OK, the docs I'm working with use file.md, file.pl.md and file.cs.md which are all 3 unique cases for each of the languages. And the example docs use the default setting and reuse the en files, so you have en and fr but 3 languages selections. Therefore I guess my issue is that I unified it to use the for loc_file in file.alternates.values() method. In my case there are 3 alternates to a file, and 3 languages. In your case there are 2 alternates and 3 languages.

At least that is my assumption after comparing the config. I'll look deeper into a solution a little bit later.

kamilkrzyskow commented 1 year ago

Wait, if there are 2 versions for en, / and /en/ does it have to appear 2 times in hreflang alternates? Because if I'm understanding you correctly @ultrabug you want something like this:

I temporary created it manually

<url>
<loc>https://ultrabug.github.io/mkdocs-static-i18n/</loc>
<lastmod>2023-03-20</lastmod>
<changefreq>daily</changefreq>
<xhtml:link rel="alternate" hreflang="en" href="https://ultrabug.github.io/mkdocs-static-i18n/"/>
<xhtml:link rel="alternate" hreflang="en" href="https://ultrabug.github.io/mkdocs-static-i18n/en/"/>
<xhtml:link rel="alternate" hreflang="fr" href="https://ultrabug.github.io/mkdocs-static-i18n/fr/"/>
</url>
<url>
<loc>https://ultrabug.github.io/mkdocs-static-i18n/en/</loc>
<lastmod>2023-03-20</lastmod>
<changefreq>daily</changefreq>
<xhtml:link rel="alternate" hreflang="en" href="https://ultrabug.github.io/mkdocs-static-i18n/"/>
<xhtml:link rel="alternate" hreflang="en" href="https://ultrabug.github.io/mkdocs-static-i18n/en/"/>
<xhtml:link rel="alternate" hreflang="fr" href="https://ultrabug.github.io/mkdocs-static-i18n/fr/"/>
</url>
<url>
<loc>https://ultrabug.github.io/mkdocs-static-i18n/fr/</loc>
<lastmod>2023-03-20</lastmod>
<changefreq>daily</changefreq>
<xhtml:link rel="alternate" hreflang="en" href="https://ultrabug.github.io/mkdocs-static-i18n/"/>
<xhtml:link rel="alternate" hreflang="en" href="https://ultrabug.github.io/mkdocs-static-i18n/en/"/>
<xhtml:link rel="alternate" hreflang="fr" href="https://ultrabug.github.io/mkdocs-static-i18n/fr/"/>
</url>

This doesn't look right to me 🤔 EDIT: This is the result from one of the validators from Google's docs image


EDIT2: OK, I think I finally understood it this time. I have to keep the default base <loc> with the alternates, but additionally create an <url> for each of the alternates 😮‍💨. image


EDIT3: I think I got the structure right, but the validator still has ❌😞For now I'm out of ideas sitemap.xml.txt image

kamilkrzyskow commented 1 year ago

I think it works. Based on this https://developers.google.com/search/docs/specialty/international/localized-versions#xdefault and this https://developers.google.com/search/docs/specialty/international/localized-versions#common-mistakes I figured out a hack. For the default main link it creates the x-default hreflang link. It's not completely up to the standard, as it seems that the x-default should be used for some kind of language selection URL, but here I'm using the link as a backup for the duplicate en / default locale.

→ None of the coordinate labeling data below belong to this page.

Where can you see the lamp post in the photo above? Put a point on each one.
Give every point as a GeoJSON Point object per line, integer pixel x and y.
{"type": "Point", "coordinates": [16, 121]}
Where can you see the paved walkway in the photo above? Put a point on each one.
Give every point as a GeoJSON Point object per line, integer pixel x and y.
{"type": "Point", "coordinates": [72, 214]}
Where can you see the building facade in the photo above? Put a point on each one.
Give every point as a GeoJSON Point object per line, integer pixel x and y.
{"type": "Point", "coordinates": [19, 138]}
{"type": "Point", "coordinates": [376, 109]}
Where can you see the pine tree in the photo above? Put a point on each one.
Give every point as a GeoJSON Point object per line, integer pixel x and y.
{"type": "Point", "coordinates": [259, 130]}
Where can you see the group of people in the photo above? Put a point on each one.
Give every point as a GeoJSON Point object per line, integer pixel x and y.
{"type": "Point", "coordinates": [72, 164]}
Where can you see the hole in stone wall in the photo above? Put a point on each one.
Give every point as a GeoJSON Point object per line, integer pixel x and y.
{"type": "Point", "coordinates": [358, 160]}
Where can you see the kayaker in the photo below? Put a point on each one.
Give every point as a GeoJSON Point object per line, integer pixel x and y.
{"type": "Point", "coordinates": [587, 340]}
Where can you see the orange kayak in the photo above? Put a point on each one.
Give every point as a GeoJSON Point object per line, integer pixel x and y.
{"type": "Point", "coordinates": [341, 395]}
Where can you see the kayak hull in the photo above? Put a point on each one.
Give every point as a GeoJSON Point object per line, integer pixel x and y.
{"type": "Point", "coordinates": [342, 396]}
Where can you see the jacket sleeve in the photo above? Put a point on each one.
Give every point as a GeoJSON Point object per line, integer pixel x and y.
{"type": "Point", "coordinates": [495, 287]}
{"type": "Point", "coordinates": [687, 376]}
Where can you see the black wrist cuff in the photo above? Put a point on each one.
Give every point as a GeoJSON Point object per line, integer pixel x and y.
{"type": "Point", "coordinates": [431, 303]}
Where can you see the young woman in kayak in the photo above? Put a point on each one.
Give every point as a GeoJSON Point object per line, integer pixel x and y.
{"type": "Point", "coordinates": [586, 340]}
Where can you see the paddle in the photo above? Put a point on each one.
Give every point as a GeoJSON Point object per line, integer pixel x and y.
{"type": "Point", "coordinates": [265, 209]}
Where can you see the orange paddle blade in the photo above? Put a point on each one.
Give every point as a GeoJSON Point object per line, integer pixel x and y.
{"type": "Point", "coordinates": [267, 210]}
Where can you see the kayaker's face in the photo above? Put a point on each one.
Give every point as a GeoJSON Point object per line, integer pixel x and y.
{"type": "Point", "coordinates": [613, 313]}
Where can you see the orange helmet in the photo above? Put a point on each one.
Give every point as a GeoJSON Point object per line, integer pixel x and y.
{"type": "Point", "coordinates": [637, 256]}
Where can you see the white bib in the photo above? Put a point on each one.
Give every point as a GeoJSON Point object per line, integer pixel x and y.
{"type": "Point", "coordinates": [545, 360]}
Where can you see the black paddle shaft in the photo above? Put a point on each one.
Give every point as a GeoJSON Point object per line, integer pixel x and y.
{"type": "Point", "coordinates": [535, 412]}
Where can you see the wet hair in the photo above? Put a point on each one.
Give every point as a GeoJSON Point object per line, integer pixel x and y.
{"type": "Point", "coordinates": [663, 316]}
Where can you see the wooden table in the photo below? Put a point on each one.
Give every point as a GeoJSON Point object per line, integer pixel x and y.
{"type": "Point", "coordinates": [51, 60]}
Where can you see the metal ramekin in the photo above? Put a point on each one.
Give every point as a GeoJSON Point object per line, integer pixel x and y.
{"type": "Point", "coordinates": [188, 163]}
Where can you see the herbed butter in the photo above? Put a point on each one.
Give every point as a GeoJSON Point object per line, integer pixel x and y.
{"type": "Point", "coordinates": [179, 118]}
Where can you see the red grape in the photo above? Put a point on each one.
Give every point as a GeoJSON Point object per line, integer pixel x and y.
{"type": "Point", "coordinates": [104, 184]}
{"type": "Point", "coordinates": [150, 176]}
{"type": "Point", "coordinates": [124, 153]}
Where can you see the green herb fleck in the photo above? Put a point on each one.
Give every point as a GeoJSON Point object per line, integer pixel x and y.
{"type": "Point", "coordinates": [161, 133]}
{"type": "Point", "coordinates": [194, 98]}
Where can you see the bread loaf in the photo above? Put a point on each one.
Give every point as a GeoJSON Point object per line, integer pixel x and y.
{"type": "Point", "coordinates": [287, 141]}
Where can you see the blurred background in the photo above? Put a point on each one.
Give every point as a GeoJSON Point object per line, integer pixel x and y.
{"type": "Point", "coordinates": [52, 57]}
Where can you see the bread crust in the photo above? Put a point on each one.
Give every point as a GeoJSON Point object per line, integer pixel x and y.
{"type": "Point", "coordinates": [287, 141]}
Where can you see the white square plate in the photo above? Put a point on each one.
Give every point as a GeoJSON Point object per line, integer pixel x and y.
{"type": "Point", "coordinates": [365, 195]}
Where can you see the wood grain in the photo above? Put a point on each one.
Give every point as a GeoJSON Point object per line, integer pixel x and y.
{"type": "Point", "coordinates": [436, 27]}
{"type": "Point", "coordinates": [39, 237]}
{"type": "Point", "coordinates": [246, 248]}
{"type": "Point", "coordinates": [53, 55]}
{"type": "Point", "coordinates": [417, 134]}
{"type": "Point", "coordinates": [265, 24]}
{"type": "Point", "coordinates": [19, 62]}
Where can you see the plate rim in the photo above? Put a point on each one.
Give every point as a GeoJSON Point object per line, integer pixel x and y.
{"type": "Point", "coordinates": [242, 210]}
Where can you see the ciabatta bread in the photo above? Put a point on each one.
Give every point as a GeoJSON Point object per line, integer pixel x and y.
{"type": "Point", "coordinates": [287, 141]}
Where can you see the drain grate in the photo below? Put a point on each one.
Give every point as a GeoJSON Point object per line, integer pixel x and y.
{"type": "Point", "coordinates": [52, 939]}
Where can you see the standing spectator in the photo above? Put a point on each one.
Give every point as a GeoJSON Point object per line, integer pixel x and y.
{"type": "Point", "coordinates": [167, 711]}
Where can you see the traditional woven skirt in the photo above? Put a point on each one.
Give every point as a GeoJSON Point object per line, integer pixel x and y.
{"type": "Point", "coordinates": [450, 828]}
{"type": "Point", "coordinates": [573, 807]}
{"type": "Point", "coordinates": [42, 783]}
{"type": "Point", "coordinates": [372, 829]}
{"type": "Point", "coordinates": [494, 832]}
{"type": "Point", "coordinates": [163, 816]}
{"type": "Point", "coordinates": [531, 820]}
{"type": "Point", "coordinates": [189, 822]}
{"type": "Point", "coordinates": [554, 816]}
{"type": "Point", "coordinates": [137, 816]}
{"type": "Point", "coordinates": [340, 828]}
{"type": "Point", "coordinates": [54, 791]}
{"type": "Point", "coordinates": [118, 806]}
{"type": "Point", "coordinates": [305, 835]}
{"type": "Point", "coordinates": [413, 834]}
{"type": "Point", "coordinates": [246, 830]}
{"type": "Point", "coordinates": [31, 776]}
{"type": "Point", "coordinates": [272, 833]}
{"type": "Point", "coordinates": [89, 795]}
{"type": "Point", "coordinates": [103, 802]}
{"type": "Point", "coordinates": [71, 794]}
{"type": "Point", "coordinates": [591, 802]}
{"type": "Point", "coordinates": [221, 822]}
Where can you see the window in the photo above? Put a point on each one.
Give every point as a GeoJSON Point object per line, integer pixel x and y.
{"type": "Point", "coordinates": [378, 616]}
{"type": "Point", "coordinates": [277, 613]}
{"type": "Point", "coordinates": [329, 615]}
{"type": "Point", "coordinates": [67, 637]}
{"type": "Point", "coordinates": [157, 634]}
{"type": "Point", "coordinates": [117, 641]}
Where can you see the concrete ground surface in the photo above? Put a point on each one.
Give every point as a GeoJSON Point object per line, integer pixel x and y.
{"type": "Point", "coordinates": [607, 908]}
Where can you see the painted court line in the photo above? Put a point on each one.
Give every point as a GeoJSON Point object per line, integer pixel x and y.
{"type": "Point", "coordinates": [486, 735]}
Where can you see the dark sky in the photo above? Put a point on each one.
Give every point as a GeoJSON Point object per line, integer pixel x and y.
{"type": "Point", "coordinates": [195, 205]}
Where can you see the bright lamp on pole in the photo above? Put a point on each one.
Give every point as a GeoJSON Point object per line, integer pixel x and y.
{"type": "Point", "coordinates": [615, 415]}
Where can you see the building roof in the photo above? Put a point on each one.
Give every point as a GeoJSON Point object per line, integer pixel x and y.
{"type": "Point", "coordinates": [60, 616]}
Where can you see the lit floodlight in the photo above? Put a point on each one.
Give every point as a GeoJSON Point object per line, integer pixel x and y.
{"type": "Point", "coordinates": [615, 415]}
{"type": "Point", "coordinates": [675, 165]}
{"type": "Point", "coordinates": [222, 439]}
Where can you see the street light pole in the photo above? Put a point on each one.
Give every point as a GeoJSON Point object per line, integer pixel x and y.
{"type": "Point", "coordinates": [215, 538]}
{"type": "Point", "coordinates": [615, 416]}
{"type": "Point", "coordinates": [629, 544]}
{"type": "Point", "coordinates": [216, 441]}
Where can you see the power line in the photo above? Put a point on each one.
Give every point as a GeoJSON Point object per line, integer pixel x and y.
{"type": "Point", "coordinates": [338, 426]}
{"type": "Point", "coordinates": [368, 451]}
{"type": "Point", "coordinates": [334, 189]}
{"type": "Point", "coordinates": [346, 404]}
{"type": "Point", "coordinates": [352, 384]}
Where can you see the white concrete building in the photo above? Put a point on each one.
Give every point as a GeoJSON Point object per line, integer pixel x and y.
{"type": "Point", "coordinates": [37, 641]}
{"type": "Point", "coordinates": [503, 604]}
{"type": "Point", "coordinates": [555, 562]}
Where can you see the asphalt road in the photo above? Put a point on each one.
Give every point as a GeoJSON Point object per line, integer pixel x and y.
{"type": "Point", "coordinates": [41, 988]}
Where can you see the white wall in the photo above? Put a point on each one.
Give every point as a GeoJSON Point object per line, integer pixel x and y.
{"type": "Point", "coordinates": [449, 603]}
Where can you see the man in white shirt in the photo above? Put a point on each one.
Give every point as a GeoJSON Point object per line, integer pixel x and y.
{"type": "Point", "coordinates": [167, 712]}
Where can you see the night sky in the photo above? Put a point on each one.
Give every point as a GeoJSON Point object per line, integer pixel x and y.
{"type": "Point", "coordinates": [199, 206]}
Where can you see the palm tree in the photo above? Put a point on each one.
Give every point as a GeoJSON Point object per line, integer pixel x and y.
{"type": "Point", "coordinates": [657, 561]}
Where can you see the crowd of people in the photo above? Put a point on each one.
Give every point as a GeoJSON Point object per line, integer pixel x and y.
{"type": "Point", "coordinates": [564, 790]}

The validators is also happy for my page where I'm using en with the / path. Same link with multiple locale tags seems to be fine. image

That is it from me on the matter today, I'm waiting for feedback 👋

jonaharagon commented 1 year ago

I don't think there should be a duplicate English site being built if the plugin is configured correctly? Maybe I'm wrong but I believe the default language should be set to en and then (importantly) the en language should be set to build: false so that the English site gets built only on / and not /en/ right?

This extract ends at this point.